3. For the tinning of the roof of the South Building you have already paid Reeder and the cost of the tin and probably suppose that the thing was finished. But before the tin was applied there was a necessity for new sheeting to the roof, the erection of scaffolds and other work of the kind for which the lumber seller and the carpenter were to be paid. Bills were created with reference to these objects. It makes no difference to me whether I present them to the Faculty or to the committee of the Faculty to whom is entrusted the expenditure of a certain sum upon the buildings or to yourself but to prevent the mixing of accounts I have thought it better to present them to you. You are therefore charged with the bills created with reference to this object as also

Page 3
with the carpenters bill for work down to the 1st of November 1839 when he entered the employ of the committee above named for the whole of his time and at regular wages.
4. Beyond all this there will I find remain the sum of ninety one dollars 7/100 which shall be put into your hands at commencement. The account submitted to your consideration is therefore as follows.
Whole sum exhibited on the first page —$452.97
Contra.
Waitts bill for work connected with tinning $46.00
Benches in the Recitation Rooms 15.00
Other charges by the Carpenter 11.10
Merritt's bill for lumber 52.51
Purefoy's bill for do. 15.91
Waitts bill for do. 3.58
Blacksmith's bills connected with the roof or elsewhere 17.80
Balance in hand to be paid as above 91.07
Appriations for minerals and Laboratory 200.00 $452.97
5. The case of James E. May of Greensboro, Alabama. He occupied a room in college during the last vacation and at the opening of the present session recited a few times during the first week — then concluded that his health would not admit of his proceeding with his studies and recited no more.
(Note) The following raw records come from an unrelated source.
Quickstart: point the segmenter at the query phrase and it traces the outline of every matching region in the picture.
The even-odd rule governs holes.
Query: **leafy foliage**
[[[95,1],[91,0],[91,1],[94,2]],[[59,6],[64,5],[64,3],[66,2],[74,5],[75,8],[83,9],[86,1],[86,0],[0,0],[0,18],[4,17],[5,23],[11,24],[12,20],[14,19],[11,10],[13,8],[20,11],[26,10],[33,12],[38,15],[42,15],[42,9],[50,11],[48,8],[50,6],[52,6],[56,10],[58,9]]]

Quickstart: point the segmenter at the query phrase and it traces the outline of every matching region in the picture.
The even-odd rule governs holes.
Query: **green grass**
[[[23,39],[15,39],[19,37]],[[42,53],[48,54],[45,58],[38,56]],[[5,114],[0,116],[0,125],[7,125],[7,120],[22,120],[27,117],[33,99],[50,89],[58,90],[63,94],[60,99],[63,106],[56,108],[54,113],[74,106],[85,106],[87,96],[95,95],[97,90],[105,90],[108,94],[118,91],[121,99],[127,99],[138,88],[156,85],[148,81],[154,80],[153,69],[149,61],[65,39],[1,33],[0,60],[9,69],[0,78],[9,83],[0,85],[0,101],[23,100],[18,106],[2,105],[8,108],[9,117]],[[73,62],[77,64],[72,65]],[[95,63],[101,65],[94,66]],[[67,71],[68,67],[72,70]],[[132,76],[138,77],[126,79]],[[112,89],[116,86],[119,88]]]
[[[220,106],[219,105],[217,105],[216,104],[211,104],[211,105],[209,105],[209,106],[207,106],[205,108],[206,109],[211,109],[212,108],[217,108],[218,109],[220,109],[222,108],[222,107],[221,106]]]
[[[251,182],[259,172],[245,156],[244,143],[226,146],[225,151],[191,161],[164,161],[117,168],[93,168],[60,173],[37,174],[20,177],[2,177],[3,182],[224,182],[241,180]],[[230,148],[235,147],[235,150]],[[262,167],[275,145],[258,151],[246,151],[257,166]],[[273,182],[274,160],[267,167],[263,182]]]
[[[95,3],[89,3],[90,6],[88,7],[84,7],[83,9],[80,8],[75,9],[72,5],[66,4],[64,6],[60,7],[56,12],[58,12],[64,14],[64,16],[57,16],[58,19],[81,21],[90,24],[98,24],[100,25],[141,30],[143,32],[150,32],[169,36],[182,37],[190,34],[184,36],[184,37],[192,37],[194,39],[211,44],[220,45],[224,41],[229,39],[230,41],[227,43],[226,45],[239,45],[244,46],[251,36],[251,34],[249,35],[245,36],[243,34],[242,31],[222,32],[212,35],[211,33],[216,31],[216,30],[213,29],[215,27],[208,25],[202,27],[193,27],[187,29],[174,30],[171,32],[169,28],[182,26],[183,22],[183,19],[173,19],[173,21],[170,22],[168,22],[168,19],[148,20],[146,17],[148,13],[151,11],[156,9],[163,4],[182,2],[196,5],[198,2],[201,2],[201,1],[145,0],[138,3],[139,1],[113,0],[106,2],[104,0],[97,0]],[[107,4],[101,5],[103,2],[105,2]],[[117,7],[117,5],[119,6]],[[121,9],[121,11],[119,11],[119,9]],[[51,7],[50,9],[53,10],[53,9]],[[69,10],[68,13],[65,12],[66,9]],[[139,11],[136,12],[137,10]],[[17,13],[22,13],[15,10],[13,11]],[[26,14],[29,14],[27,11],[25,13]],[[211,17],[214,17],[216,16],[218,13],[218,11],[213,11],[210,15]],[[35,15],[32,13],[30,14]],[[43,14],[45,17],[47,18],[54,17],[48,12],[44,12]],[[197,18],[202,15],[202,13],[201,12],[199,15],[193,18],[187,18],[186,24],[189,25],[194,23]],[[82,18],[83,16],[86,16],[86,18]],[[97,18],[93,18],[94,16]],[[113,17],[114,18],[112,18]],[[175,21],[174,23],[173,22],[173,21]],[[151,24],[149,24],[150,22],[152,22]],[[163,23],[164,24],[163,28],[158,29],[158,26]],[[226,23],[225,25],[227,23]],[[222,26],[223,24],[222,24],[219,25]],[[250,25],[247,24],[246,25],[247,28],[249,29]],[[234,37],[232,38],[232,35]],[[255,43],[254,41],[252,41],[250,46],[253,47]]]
He had no money in hand to pay tuition or anything else and abandoned the idea of being a member of college before I had time to make any arrangement with him. He continued to live in college saying constantly that he should leave shortly — down to the beginning of

Page 4
the present month (May), when he went home. In the intermediate time he recited a few lessons to the President on Law.* For the instruction given the President would receive no remuneration but desired him to pay the usual fees of the Students into the treasury of the University. Against this sum May reluctated.
The students, especially those from a distance are sometimes without funds or the means of raising them at the opening of the session. It does not answer well to interrupt the course of their recitations. I am accustomed therefore to assume the responsibility for them and collect the money if I can and lose it if I cannot. I have some 300 or more dollars in this category now, but hope to keep the amount lower hereafter. I am not certain that in the case of Mr. May it will be of any use to try to get the money from him or that I can with propriety be called on for it. I have not included it in the account residence but shall of course submit to the higher powers in relation to it.

Yours,

E. Mitchell — Bursar



* More — he recited regularly to the President missing but one lesson so that he has no excuse for declining to pay.